Results: Bridging the Gap
The implementation of deliberate friction through our PubSub system and decision framework provided several key benefits:
- Improved Data Quality: Events were properly configured and validated before reaching analytics
- Clear Ownership: Each step in the process had defined responsibilities
- Better Feature Measurement: PMs gained reliable data for measuring feature performance
- Reduced Technical Debt: Centralized approach reduced the proliferation of ad-hoc tracking solutions
Perhaps most importantly, it created a shared understanding between product, engineering, and data teams. The friction points became opportunities for cross-functional alignment rather than bottlenecks.
Lessons Learned
Through this journey, several key insights emerged:
- Not All Friction is Bad: Carefully designed checkpoints improve data quality while maintaining efficiency
- Data Engineers as Bridges: Position between backend and analytics requires advocating for both technical feasibility and analytical needs
- Decision Frameworks Matter: Clear guidelines reduce confusion and improve consistency
- Ownership Must Be Explicit: Without defined responsibilities, data quality suffers
The evolution of data engineering requires us to reconsider our aversion to friction. As we bridge the gap between technical implementation and business value, some deliberate friction ensures that data serves its ultimate purpose: informing better decisions.
Conclusion
As data engineering evolves, practitioners should consider where friction adds value rather than assuming it should always be eliminated. By creating structured processes for data production—not just consumption—we can significantly improve the quality and usefulness of our analytics.
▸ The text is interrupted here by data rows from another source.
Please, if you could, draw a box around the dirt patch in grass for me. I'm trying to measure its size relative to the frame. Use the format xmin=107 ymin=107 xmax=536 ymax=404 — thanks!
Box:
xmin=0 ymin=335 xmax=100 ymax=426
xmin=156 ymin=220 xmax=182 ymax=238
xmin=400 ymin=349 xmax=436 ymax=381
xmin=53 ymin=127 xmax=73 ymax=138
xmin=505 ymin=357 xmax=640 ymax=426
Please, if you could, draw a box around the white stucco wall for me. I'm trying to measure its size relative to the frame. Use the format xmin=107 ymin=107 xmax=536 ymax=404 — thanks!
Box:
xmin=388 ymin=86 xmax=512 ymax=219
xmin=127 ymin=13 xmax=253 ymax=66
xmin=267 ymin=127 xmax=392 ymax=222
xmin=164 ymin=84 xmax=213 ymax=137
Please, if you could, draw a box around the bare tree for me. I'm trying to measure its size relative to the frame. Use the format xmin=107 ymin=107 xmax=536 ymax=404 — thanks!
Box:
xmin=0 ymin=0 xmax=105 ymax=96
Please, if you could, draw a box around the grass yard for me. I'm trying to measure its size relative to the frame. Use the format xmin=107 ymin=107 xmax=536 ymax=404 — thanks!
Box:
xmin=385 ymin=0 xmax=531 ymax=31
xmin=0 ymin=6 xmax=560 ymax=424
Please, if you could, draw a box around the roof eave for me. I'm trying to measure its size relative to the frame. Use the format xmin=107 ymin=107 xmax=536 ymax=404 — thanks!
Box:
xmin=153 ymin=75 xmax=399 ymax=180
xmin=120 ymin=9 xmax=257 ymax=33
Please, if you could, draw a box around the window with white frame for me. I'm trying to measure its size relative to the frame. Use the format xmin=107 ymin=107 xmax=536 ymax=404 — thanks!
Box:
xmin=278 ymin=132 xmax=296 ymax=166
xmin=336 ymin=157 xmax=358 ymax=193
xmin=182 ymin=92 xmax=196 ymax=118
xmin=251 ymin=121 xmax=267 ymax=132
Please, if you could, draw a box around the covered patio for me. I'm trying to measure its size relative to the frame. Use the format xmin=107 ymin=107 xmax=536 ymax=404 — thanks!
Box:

The counter-intuitive approach of adding friction paid dividends in our organization. It forced important conversations, improved cross-functional understanding, and ultimately delivered more reliable insights for decision-makers.
In your organization, consider where a lack of friction might be causing data quality issues, and don't be afraid to implement deliberate checkpoints that ensure your data can be trusted to drive business outcomes.